The curator of the African art exhibit at Brooklyn Museum is white…why?

Farida Dawkins March 29, 2018
Brooklyn Museum, Brooklyn, NY...OurBKSocial

On Monday, the Brooklyn Museum appointed Kristen Windmuller-Luna as the new curator for the African art collection according to the museum’s press release. What people – particularly black people are up in arms about is the fact that Windmuller-Luna is white.  The museum also hired Drew Sawyer as the Phillip Leonian and Edith Rosenbaum Leonian Curator of Photography. He is also white.

“We are thrilled to welcome Drew and Kristen to our fantastic curatorial team during this period of great momentum as we expand exhibitions, public programs, and educational reach,” said Anne Pasternak, the museum’s director, according to Newsweek.

“Windmuller-Luna will assess and rethink the Brooklyn Museum’s extensive holdings of African art, which is comprised of more than 6,000 objects, and organize an innovative, freshly conceived temporary installation showcasing the breadth and depth of the collection,” Pasternak continued.

This spotlights a very obvious lack of diversity prevalent in the art world. According to a museum demographic survey completed by the Andrew W. Mellon Foundation in 2015, African-Americans only comprise 4 percent of educators and curators. Blacks are more than likely to occupy security and janitorial roles.

“The outrage around Brooklyn revolves around public misconceptions—[…] that African art scholars and curators are largely people of color,” Steven Nelson, an African and African American art history professor at the University of California, Los Angeles, told Newsweek. “Yet the field of African art history in the U.S. is largely white and female. I am one of a small handful of African Americans who specialize in African art history.”

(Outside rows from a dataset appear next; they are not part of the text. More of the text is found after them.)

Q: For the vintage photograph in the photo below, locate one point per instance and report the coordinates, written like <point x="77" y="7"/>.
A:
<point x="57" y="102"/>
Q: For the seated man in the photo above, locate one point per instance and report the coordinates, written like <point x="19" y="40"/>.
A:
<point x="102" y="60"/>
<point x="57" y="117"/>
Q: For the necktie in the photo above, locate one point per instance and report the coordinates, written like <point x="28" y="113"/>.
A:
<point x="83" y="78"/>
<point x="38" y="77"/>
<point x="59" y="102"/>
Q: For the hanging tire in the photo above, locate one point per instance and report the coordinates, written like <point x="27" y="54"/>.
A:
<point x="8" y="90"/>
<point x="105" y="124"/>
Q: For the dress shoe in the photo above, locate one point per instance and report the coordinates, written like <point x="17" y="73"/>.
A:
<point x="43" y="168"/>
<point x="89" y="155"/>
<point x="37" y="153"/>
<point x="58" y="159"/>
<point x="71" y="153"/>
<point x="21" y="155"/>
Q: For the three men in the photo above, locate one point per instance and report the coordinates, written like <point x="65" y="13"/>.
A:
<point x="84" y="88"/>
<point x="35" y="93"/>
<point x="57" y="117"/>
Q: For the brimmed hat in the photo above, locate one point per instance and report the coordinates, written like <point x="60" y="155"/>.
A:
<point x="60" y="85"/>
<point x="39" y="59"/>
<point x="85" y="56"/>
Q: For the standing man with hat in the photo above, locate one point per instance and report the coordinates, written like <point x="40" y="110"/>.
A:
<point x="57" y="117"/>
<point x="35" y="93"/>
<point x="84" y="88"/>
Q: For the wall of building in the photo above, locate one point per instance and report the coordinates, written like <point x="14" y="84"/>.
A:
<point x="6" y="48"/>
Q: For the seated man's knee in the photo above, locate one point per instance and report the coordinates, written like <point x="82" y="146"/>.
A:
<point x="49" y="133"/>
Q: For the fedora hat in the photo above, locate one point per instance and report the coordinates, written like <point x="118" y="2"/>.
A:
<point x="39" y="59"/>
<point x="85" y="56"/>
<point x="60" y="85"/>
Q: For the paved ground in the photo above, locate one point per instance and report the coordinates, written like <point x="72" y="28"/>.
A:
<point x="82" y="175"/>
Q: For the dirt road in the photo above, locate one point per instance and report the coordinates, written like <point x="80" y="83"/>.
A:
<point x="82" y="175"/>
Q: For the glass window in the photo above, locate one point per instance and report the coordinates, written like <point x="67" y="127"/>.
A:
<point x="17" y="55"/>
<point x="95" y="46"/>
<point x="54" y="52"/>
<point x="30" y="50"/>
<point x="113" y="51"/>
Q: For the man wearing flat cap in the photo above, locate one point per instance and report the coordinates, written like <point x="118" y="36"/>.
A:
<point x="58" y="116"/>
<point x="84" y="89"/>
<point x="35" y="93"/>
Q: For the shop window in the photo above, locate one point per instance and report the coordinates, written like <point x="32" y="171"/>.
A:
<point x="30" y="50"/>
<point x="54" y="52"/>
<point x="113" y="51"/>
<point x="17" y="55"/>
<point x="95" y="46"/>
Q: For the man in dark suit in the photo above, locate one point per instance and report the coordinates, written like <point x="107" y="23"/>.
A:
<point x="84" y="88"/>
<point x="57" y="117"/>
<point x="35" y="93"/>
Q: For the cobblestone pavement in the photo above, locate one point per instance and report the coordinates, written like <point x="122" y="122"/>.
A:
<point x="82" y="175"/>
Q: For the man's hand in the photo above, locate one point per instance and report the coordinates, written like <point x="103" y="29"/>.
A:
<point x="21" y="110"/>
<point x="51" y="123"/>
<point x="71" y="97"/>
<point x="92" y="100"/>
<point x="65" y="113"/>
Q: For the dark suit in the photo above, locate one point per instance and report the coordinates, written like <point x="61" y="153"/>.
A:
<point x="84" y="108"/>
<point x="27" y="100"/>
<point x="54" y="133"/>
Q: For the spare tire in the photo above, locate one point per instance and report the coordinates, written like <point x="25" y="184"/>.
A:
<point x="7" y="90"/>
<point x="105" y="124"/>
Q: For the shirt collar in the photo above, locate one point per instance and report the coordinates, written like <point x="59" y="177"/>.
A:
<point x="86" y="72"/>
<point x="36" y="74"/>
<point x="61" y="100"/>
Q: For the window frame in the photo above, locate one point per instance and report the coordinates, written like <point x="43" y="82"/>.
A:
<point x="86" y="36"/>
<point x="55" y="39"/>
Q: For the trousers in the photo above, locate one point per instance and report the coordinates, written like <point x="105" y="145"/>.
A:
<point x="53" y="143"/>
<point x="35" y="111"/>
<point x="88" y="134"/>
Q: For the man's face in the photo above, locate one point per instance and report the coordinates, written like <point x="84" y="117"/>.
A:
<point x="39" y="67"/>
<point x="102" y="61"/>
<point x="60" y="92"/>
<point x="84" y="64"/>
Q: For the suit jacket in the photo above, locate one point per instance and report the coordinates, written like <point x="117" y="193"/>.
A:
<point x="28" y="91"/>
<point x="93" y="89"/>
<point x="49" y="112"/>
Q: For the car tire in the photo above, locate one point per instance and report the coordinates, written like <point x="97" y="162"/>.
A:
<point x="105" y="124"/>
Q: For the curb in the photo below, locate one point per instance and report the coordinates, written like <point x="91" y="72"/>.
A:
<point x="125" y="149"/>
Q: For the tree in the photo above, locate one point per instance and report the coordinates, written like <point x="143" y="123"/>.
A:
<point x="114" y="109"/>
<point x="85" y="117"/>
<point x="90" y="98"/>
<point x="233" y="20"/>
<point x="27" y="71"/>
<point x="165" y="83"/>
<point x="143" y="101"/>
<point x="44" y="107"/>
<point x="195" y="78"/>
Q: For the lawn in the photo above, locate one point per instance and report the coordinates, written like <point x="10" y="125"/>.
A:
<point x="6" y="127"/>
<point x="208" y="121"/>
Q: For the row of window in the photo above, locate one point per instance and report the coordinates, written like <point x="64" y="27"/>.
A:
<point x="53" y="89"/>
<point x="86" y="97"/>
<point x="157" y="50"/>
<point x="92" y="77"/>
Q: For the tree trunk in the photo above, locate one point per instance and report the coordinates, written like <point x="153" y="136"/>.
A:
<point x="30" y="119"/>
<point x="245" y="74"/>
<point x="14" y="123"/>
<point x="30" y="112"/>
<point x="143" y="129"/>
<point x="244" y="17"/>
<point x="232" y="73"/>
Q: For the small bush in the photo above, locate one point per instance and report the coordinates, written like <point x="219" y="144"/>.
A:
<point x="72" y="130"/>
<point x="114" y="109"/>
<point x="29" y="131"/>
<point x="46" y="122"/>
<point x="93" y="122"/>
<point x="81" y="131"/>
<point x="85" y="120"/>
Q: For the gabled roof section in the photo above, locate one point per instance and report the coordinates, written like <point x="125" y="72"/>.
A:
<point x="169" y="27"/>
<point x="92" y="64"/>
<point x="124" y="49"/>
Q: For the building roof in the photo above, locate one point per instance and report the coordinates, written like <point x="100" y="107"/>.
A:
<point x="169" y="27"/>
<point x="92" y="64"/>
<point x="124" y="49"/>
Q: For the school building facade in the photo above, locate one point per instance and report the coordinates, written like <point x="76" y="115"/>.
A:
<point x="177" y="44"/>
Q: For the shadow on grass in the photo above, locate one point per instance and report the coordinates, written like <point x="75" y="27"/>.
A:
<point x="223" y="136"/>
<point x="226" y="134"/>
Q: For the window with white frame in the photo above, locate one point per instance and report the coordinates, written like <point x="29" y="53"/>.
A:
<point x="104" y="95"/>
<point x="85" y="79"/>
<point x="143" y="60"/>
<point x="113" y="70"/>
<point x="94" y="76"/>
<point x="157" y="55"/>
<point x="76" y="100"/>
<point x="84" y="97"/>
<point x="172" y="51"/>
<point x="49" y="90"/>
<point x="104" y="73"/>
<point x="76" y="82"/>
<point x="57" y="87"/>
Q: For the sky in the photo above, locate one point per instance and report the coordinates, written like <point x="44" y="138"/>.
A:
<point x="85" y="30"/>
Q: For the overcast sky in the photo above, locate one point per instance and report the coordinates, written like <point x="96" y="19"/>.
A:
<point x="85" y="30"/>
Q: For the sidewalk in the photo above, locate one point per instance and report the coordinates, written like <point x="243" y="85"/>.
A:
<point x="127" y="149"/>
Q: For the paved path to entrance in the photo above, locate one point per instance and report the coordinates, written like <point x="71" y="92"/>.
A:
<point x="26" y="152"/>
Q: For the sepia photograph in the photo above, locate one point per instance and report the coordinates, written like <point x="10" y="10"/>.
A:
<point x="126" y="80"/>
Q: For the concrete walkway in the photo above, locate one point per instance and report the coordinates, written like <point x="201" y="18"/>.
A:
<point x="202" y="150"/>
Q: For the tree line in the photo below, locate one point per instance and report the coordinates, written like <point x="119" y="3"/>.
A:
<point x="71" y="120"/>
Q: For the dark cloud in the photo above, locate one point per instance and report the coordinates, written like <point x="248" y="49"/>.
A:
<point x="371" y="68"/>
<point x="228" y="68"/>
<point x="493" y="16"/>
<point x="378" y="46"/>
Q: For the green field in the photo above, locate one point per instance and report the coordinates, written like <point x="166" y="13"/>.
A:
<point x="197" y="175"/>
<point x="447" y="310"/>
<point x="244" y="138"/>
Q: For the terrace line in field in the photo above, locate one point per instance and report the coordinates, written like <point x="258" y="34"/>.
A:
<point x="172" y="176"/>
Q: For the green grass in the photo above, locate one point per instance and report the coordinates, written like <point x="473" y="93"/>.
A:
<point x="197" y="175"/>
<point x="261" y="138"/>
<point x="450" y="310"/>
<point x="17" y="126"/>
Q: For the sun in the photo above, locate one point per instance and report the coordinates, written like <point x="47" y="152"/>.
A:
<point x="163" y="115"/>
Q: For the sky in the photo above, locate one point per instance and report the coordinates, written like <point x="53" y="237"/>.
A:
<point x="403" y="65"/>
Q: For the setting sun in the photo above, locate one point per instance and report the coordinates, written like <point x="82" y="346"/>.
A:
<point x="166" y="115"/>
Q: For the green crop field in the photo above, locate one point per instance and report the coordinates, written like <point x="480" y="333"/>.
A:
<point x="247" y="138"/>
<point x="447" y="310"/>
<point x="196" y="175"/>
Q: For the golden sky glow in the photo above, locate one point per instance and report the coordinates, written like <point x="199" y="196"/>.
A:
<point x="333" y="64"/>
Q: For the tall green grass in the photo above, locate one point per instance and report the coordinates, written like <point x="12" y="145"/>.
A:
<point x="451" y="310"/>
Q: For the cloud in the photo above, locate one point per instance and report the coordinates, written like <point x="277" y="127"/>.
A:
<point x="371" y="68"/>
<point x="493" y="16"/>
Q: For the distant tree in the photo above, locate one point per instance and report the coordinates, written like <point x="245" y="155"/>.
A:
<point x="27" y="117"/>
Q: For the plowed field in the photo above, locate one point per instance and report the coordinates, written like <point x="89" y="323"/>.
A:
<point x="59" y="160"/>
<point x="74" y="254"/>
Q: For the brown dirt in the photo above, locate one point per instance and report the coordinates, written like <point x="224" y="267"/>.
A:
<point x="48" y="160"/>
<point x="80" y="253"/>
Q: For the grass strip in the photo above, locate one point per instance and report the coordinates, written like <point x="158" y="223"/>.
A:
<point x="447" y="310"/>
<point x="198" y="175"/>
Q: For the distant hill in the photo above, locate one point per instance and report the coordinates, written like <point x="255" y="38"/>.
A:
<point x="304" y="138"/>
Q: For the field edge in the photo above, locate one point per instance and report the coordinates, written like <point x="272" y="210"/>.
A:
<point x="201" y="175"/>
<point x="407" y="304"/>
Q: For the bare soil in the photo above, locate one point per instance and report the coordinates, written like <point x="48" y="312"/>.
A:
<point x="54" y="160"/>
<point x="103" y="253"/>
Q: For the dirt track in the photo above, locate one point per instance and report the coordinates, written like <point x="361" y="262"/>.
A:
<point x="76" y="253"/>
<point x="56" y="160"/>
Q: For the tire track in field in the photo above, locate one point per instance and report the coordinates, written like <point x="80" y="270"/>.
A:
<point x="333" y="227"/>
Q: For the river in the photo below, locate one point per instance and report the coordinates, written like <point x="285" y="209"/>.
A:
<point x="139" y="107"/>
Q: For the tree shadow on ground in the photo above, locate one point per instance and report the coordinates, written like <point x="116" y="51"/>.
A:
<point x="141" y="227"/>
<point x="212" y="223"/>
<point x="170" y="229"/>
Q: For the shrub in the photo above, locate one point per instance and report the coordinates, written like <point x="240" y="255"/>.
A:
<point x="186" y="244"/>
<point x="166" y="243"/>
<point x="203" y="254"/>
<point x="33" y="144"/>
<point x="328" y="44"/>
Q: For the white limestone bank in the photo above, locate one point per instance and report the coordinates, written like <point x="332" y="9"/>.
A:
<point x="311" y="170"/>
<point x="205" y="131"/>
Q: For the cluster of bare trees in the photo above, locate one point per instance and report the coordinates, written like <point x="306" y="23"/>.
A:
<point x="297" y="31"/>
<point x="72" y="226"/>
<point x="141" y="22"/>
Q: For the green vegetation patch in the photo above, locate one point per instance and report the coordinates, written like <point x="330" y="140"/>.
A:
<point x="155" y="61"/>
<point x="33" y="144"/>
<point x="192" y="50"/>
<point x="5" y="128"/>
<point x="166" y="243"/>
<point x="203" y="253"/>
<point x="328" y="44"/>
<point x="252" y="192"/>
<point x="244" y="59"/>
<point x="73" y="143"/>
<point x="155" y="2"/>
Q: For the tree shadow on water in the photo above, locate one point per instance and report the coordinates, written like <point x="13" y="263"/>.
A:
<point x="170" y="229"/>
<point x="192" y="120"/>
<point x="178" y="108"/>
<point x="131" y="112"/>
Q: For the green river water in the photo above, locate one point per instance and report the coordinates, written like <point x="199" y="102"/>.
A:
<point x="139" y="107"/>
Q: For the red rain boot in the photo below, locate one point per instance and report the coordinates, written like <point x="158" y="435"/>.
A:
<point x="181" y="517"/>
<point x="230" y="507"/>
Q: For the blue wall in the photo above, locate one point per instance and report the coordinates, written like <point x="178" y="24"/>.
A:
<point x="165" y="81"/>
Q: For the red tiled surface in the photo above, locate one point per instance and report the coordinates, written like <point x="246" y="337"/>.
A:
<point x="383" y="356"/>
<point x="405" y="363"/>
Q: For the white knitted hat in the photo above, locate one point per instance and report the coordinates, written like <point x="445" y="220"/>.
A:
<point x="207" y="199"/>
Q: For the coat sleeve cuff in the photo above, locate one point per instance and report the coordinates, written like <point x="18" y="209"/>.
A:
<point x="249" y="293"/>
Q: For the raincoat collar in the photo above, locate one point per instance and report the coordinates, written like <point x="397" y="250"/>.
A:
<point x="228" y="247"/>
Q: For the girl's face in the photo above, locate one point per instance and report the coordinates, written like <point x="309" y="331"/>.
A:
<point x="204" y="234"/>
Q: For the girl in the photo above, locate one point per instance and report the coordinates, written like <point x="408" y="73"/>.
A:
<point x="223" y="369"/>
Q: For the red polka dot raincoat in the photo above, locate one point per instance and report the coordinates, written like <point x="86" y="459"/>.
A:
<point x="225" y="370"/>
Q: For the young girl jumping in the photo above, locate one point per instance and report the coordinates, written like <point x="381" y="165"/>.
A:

Art historian and Cornell University professor Ananda Cohen-Aponte is not questioning the competence of Windmuller-Luna but she has started a conversation and hopes to highlight people of color presently working in the art profession. “This by no means discredits the achievements & qualifications of these curators,” Cohen-Aponte tweeted, “but saw this story making the rounds on my FB & can’t help thinking how tropes of museum curators as gatekeepers (eg, #BlackPanther) draw on real world examples #POCarthistory

“For folks joining the conversation around @brooklynmuseum’s recent hire,” Cohen-Aponte tweeted, “check out the growing #POCarthistory thread of art historians of color on Twitter, where many are discussing the larger structural forces behind inequities in the field beyond one individual & institution.”

“My aim is to bring greater representation to art history as a whole,” she added. “This is not about ‘counting grains of pepper in the salt shaker.’ As it stands, scholars of color are severely underrepresented as a whole—in the museum, the gallery, the university.”

So, now would be the time for blacks to consider delving into professions that show an underrepresentation of people of color – and make their mark.